The American Fly Fishing Trade Association, Trout Unlimited and Patagonia Inc. and others sent a letter to each of the remaining presidential hopefuls on Thursday, asking them whether the open-pit mine in the salmon-rich Bristol Bay watershed should be allowed to go forward.
Representatives for the group noted that final action on the project will likely be in the hands of whomever is next in the White House, pointing to a recent statement  by the Obama administration’s regional director for the Environmental Protection Agency.
“We expect to know where the next president stands on this issue, and we want to know now, not after they’re in the White House,” said Ben Bulis, president of the American Fly Fishing Trade Association.
In its letter, the group said that “Native tribes, commercial fishermen, anglers and hunters, conservationists, religious groups, restaurateurs and outdoor enthusiasts” from all 50 states have expressed interest in stopping the mine proposal.
“Where do you stand?” the letter asks the candidates.
The Pebble Limited Partnership argues that its mine can be built without harming the environment, and it has been fighting opposing efforts in court for years, with a particular aim at the Environmental Protection Agency, which has made moves to keep the project from acquiring a necessary federal permit.
Alaska Dispatch News contacted all of the presidential campaigns for a response to the letter.
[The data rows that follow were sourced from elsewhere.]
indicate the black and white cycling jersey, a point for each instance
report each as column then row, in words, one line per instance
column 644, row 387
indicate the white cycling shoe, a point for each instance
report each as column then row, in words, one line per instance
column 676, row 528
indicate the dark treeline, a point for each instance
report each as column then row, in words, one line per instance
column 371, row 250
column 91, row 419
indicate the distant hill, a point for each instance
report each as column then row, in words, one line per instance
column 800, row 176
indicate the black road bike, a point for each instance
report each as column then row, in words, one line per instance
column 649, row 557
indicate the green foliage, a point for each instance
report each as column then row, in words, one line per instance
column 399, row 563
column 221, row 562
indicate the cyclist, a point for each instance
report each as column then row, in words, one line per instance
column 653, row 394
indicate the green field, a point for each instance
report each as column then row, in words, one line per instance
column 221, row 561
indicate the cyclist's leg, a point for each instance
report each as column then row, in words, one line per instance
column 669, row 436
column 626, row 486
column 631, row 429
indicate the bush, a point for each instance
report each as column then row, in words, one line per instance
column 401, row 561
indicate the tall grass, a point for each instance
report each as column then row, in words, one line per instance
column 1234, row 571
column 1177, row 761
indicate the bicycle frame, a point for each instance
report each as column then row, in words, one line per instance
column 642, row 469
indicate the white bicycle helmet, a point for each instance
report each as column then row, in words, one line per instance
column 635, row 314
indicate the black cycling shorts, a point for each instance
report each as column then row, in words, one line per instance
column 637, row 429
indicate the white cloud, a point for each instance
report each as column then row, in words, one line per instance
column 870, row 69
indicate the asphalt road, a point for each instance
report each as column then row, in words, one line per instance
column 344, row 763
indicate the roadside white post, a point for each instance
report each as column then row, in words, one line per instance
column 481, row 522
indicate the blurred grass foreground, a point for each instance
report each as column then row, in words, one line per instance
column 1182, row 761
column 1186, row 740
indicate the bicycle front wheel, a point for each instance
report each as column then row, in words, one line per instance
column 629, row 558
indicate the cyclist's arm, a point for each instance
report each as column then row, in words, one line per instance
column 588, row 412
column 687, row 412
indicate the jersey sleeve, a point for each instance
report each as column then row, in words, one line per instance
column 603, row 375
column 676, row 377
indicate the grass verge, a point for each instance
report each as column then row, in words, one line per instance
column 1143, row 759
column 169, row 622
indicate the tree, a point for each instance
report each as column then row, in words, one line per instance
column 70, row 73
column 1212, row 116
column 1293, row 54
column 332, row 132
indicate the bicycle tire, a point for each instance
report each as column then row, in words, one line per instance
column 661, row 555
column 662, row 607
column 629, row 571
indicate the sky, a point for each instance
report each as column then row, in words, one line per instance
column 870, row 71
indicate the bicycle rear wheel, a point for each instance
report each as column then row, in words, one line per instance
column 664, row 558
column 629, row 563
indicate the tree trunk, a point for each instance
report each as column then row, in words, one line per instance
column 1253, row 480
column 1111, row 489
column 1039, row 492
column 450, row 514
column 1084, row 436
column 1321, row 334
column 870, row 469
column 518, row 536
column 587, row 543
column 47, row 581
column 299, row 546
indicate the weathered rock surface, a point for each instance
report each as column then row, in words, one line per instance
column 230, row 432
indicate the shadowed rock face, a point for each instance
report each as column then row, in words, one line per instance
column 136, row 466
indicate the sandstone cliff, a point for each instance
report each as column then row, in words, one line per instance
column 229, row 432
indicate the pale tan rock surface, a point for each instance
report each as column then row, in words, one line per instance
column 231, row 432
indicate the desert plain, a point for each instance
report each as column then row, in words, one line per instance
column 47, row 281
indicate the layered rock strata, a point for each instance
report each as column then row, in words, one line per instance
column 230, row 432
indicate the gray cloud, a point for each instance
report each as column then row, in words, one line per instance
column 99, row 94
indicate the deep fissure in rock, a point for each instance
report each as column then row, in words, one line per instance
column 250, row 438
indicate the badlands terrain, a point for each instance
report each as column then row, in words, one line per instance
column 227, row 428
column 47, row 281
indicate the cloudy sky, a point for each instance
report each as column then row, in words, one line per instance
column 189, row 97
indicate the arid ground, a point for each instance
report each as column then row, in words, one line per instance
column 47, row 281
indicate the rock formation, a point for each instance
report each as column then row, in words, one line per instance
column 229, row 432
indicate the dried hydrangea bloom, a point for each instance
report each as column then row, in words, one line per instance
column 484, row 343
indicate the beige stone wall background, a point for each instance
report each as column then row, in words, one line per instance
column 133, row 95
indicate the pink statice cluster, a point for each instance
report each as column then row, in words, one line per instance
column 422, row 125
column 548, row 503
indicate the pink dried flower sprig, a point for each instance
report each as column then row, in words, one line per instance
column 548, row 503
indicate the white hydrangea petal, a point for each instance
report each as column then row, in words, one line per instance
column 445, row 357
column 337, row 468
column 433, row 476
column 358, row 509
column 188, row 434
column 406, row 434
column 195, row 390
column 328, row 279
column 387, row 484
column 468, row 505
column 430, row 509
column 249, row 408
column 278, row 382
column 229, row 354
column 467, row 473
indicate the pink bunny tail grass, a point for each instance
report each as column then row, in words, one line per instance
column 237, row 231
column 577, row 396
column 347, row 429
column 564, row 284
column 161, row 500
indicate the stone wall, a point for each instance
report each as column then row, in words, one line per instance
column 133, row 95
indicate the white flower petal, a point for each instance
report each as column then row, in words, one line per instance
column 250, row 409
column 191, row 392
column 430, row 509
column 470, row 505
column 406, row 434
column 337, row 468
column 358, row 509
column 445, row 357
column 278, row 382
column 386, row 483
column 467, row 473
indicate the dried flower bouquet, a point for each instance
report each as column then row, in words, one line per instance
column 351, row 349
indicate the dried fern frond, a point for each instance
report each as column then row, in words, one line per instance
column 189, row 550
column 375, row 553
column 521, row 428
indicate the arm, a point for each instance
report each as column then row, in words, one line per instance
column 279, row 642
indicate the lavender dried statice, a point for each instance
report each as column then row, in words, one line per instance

Hillary Clinton's campaign said Thursday that she supports blocking the mine. "Like President Obama, who protected Bristol Bay itself from consideration for oil and gas drilling, Hillary Clinton recognizes the incredible economic, cultural, and environmental value that Bristol Bay’s fishery and watershed provide to Alaska and the nation, and she agrees with the need to protect both the fishery and watershed from harmful mining activity," spokeswoman Gwen Rocco said in an email.